A tentativa seria de passar à frente de outras varejistas concorrentes, que demonstram interesse na fusão com a rede francesa, como a norte-americana Wal-Mart e a chilena Cencosud.

Entretanto, conforme fontes de mercado que a Reuters apenas define como “próximas ao assunto”, as conversas entre Diniz e o Carrefour ainda estão em estágio inicial, sem previsão de qualquer tipo de acordo.

Também acionista controlador do Pão de Açúcar, o empresário brasileiro teria proposto, entre outros cenários de fusão, a troca de ações com a multi francesa.
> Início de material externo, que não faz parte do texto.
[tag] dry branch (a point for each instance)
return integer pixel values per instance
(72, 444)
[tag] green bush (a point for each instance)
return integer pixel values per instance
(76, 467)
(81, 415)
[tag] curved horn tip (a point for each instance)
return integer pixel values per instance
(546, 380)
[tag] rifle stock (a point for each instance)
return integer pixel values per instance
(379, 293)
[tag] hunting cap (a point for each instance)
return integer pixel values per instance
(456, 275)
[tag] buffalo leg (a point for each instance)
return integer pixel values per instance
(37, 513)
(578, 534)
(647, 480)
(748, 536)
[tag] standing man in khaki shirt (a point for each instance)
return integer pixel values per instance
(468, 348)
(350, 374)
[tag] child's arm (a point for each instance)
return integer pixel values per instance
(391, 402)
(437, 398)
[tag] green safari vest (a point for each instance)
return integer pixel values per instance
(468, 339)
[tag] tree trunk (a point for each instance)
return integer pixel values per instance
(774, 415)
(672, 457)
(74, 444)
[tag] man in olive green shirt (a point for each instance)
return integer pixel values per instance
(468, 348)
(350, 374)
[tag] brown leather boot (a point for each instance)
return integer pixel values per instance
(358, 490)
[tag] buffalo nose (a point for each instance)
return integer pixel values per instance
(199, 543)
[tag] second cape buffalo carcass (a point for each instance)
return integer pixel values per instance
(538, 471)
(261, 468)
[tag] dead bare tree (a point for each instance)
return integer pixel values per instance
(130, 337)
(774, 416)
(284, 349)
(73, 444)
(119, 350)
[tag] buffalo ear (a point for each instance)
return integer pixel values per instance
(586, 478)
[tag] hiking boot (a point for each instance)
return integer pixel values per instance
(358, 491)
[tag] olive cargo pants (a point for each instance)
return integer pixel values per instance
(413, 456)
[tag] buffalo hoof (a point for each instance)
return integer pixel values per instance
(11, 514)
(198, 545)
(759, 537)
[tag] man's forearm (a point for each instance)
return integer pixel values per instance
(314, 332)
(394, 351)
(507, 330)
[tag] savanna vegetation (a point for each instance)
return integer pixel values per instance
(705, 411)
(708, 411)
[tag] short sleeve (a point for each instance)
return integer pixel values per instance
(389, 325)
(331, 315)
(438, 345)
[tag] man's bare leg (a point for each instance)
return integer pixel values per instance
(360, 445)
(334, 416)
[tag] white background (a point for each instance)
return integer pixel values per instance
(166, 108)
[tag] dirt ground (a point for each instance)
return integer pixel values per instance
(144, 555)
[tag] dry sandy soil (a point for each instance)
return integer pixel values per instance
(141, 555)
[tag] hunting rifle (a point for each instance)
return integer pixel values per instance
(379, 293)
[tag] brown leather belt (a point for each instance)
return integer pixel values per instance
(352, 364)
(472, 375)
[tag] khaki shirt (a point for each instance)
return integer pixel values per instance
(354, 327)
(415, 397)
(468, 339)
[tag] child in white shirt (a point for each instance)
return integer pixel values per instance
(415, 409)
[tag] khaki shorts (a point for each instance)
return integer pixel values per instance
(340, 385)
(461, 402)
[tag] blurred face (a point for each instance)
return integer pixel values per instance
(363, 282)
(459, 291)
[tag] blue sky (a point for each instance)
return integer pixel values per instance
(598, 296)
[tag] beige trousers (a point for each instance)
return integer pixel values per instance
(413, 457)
Aliás, não seria a primeira aproximação entre a família Diniz, que controla a maior varejista do país, e uma corporação da França: hoje, a companhia já mantém uma parceria de cerca de 12 anos com o Casino, francês que rivaliza com o Carrefour em seu país de origem.

Apesar das informações passadas a Reuters pelas fontes ouvidas, em anonimto, pela agência, representantes do Carrefour, Casino e Blue Capital (acionista-chave do Carrefour) não quiseram se manifestar sobre o tema.

O Pão de Açúcar também não comentou as afirmações das fontes e tem afirmado, nos últimos dias, que não contratou qualquer tipo de assessoria para estudar uma associação com o rival.

Nasce um gigante...
Se sair, a fusão entre Pão de Açúcar e Carrefour no Brasil vai gerar uma empresa responsável por 28% do mercado varejista do país – hoje dominado em 60% por dez grandes grupos.

Ainda segundo avaliação do Bank of America Merrill Lynch citada pela Reuters, a união traria às duas empresas combinadas uma redução de custos de mais de US$ 1 bilhão/ano.

A título de comparação: juntos, Pão de Açucar e Carrefour formariam, no Brasil, uma corporação com três vezes o tamanho da unidade brasileira do Wal-Mart.